O clima ficou pesado nos bastidores do Supremo Tribunal Federal nos últimos dias. O ministro André Mendonça teria protagonizado discussões consideradas duras com a defesa do ex-banqueiro Daniel Vorcaro durante as tratativas da delação premiada envolvendo o escândalo do Banco Master. A informação foi divulgada pela jornalista Mônica Bergamo, da Folha de S. Paulo.
Segundo a publicação, Mendonça não gostou nada do material apresentado pela defesa do empresário nesta quarta-feira (6). Os anexos entregues para a Polícia Federal e também para a Procuradoria-Geral da República teriam sido considerados fracos diante de tudo o que a PF já conseguiu descobrir durante meses de investigação. Nos corredores de Brasília o comentário é que o ministro esperava algo muito mais “explosivo”, principalmente em relação a políticos influentes que aparecem ligados ao caso.
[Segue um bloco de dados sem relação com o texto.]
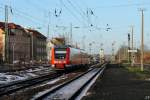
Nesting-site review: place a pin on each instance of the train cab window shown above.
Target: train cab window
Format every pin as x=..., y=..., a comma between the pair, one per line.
x=60, y=54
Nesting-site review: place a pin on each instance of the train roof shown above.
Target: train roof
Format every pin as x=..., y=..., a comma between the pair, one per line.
x=67, y=46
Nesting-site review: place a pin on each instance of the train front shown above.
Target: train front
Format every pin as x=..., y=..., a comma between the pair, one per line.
x=60, y=58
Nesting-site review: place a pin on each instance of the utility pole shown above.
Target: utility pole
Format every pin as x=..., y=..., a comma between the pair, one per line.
x=6, y=53
x=113, y=55
x=142, y=39
x=132, y=53
x=128, y=47
x=71, y=33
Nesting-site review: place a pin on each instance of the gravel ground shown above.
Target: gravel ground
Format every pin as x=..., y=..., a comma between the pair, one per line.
x=118, y=83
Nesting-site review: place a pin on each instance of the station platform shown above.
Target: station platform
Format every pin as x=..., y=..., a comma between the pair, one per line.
x=118, y=83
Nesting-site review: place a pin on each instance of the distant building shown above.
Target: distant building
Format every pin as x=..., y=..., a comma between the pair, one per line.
x=38, y=44
x=18, y=43
x=23, y=44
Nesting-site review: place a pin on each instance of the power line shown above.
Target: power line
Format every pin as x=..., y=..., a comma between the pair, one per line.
x=124, y=5
x=74, y=15
x=78, y=11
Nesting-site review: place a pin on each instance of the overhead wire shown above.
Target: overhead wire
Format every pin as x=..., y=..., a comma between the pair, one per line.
x=78, y=11
x=74, y=15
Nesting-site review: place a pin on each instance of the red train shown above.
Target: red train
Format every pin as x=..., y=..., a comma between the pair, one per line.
x=66, y=57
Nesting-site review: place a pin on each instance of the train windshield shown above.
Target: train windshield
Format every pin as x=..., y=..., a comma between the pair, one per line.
x=60, y=53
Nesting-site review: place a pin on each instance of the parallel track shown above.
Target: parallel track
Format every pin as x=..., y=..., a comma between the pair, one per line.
x=16, y=86
x=48, y=94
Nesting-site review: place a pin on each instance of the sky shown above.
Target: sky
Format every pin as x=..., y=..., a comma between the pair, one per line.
x=93, y=21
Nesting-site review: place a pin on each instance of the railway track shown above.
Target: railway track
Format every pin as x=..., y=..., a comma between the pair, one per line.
x=19, y=85
x=71, y=89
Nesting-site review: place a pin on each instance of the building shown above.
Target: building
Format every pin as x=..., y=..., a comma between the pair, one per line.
x=22, y=45
x=38, y=46
x=18, y=44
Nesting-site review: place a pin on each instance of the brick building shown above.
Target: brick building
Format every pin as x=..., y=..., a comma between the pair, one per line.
x=38, y=44
x=23, y=44
x=18, y=43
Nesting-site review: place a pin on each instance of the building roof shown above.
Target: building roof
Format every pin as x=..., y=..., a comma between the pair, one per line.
x=10, y=25
x=15, y=26
x=37, y=33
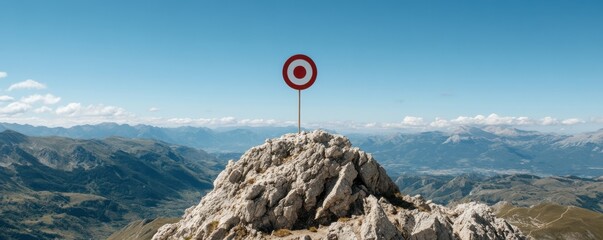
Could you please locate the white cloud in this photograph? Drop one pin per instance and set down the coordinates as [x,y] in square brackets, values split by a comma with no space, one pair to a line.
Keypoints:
[413,121]
[27,84]
[47,99]
[43,109]
[492,119]
[69,109]
[440,123]
[5,98]
[571,121]
[14,108]
[548,121]
[77,110]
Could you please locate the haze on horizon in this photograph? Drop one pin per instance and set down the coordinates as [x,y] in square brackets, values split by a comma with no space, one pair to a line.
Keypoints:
[391,65]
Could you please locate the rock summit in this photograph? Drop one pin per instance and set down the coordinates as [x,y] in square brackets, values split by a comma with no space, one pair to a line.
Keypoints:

Um dos pontos que mais irritaram integrantes das investigações envolve justamente a falta de detalhes sobre a relação entre Vorcaro e o presidente do Senado, Davi Alcolumbre. A expectativa era de que o ex-banqueiro explicasse melhor como funcionavam os contatos políticos e financeiros que cercavam o Banco Master. Mas, até agora, isso não aconteceu do jeito que os investigadores imaginavam.
Mensagens encontradas pela Polícia Federal em celulares apreendidos mostram que Vorcaro teria participado de encontros com Alcolumbre na residência oficial do Senado. Parte dessas conversas ocorreu com a presença da então companheira dele, Marta Graeff. Paralelo a isso, um detalhe chamou bastante atenção: a Amprev, órgão de previdência do Amapá, aplicou cerca de R$ 400 milhões em papéis de alto risco emitidos pelo Banco Master.
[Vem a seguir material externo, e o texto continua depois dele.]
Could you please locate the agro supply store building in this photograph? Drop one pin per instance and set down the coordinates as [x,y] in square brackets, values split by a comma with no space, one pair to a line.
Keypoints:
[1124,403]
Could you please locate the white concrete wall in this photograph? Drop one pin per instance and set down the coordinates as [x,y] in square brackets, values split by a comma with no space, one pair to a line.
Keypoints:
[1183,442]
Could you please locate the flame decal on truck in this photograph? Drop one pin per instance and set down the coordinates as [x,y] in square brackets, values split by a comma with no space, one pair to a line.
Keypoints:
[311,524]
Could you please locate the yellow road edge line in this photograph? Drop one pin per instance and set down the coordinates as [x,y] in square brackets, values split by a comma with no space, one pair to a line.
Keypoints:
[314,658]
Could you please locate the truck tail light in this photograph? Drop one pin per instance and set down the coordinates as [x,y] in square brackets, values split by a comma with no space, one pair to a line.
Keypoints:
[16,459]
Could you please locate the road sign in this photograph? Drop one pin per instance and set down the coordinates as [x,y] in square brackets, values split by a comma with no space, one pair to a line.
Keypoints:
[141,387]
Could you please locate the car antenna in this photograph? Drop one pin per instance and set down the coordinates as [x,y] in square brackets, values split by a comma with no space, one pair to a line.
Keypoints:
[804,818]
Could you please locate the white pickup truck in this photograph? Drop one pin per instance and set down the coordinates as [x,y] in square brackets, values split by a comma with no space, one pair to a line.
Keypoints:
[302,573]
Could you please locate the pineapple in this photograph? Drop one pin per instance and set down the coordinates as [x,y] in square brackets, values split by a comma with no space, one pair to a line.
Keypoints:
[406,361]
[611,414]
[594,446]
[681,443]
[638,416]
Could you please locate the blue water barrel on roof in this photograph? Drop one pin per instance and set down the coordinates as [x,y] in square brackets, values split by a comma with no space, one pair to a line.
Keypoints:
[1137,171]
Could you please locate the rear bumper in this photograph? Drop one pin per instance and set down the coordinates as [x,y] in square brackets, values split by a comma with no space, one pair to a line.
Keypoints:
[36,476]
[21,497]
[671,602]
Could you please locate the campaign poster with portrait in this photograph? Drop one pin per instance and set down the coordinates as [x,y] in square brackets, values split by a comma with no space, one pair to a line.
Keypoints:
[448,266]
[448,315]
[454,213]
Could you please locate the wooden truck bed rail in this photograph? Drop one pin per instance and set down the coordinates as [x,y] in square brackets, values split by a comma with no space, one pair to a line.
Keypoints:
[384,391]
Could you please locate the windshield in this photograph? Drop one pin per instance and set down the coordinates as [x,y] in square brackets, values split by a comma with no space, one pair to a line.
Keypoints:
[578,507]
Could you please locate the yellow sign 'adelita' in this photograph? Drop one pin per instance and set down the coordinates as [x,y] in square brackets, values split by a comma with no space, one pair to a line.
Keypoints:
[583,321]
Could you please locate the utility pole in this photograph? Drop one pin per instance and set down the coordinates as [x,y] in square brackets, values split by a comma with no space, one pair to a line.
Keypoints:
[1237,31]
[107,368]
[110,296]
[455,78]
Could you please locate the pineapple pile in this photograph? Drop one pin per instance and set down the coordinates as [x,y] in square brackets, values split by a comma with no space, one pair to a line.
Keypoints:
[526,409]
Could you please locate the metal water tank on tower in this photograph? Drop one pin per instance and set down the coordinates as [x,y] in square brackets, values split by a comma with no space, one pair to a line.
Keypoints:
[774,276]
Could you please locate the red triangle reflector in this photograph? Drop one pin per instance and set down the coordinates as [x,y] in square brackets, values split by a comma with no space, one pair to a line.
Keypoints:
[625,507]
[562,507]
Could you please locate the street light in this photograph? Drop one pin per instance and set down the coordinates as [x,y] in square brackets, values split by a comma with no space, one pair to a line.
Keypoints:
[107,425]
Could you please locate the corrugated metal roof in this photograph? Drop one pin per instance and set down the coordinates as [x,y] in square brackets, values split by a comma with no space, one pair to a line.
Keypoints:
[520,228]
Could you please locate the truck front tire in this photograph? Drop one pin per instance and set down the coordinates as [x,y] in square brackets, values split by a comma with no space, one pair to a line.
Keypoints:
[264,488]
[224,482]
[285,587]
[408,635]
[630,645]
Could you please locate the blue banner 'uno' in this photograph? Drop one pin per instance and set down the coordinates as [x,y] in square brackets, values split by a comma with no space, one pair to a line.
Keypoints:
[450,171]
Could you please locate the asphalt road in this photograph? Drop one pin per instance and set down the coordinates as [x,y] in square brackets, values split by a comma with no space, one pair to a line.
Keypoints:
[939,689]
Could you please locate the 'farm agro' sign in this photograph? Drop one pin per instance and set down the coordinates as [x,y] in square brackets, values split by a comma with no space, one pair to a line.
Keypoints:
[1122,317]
O órgão era comandado por Jocildo Silva Lemos, alvo de operação da PF em fevereiro deste ano e apontado nos bastidores como aliado político de Alcolumbre. É justamente essa conexão que vem deixando investigadores em alerta. O caso ganhou peso dentro da investigação porque mistura suspeitas de fraude financeira, influência política e movimentações consideradas suspeitas dentro do sistema financeiro.
Nos bastidores do STF, já existe uma avaliação de que a delação pode até não ser homologada se continuar nesse formato. De acordo com a reportagem, autoridades entendem que Vorcaro ainda não apresentou fatos realmente inéditos capazes de ajudar na recuperação de dinheiro desviado ou ampliar o alcance das investigações. E sem isso, dificilmente haverá qualquer chance de perdão judicial.
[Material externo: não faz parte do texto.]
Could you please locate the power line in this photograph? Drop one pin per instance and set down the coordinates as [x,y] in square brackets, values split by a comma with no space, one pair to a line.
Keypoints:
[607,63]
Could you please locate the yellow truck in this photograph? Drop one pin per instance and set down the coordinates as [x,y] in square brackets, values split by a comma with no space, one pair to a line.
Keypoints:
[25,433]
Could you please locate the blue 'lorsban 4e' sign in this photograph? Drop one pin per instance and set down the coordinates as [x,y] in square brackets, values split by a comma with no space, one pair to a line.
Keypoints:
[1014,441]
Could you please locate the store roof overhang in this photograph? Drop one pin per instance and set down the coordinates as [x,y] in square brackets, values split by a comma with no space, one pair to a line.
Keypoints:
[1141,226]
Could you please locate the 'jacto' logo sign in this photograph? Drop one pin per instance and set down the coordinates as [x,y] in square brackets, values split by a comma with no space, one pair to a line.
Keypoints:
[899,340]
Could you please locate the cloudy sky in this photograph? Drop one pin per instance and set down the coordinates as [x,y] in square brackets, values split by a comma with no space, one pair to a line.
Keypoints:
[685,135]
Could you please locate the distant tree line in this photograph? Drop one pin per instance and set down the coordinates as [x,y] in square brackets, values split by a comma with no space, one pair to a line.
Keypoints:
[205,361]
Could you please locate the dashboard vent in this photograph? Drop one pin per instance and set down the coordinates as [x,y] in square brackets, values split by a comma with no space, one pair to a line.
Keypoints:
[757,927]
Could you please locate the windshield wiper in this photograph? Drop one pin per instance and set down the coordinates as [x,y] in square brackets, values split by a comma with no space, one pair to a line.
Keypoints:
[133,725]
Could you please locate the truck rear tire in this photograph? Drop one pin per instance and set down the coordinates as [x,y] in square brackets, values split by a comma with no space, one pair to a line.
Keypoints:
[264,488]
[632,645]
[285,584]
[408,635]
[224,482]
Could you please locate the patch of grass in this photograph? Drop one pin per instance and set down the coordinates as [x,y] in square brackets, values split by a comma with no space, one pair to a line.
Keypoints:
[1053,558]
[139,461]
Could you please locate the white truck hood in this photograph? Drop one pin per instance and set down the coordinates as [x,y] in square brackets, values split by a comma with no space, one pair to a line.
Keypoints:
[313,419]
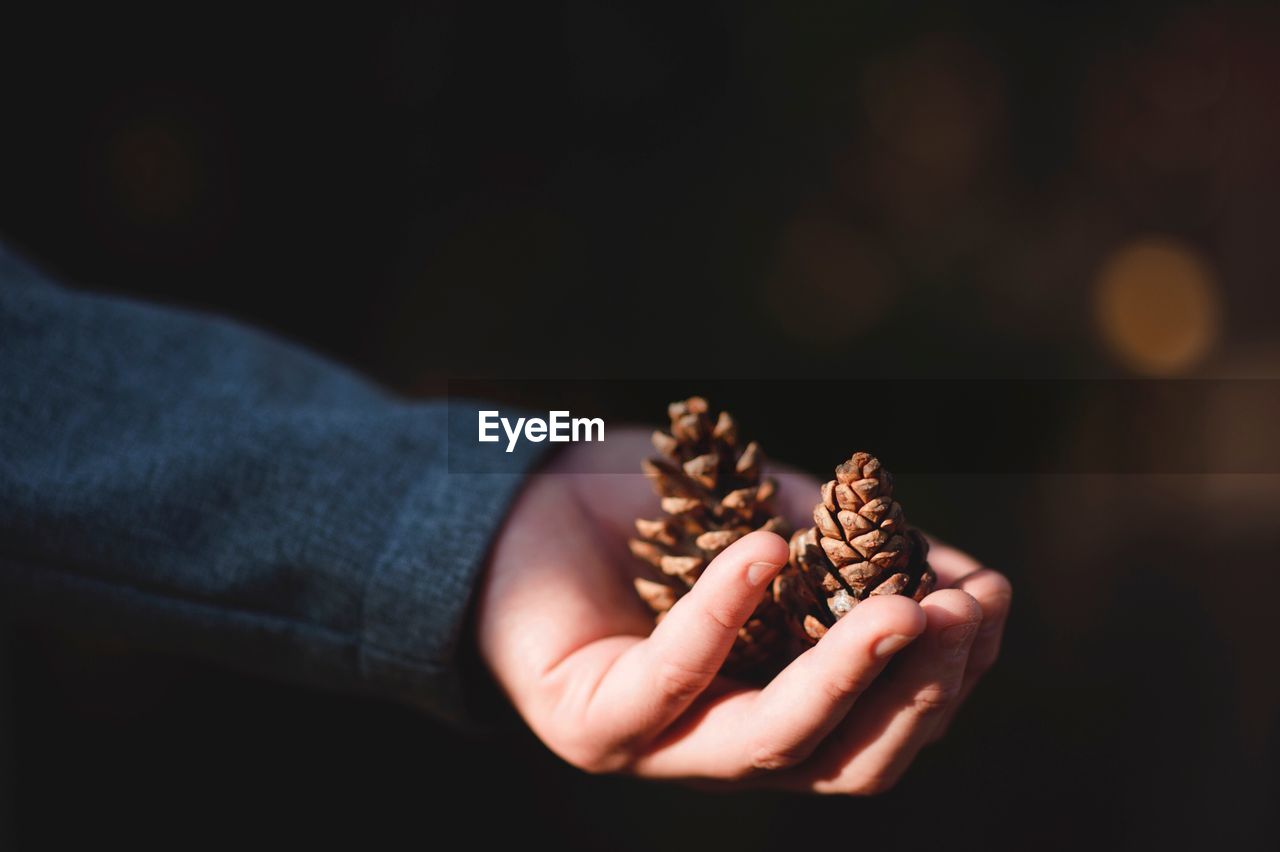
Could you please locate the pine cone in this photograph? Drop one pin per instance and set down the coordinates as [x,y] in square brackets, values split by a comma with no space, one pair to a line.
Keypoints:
[859,546]
[713,495]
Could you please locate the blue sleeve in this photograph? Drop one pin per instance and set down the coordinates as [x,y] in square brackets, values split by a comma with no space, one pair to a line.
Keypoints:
[186,481]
Caso André Mendonça decida rejeitar o acordo, a defesa do ex-banqueiro ainda pode recorrer à Segunda Turma do Supremo. Existe inclusive a tentativa de buscar liberdade para Vorcaro, que segue enfrentando problemas sérios com a Justiça. Até o momento, nem o ministro nem os advogados do empresário quiseram comentar oficialmente o assunto.
Os documentos entregues na delação foram separados por episódios diferentes, cada um abordando supostas irregularidades específicas. Os anexos incluem relatos de possíveis crimes, nomes de envolvidos e até indicação de provas que poderiam aparecer futuramente caso as negociações avancem de verdade.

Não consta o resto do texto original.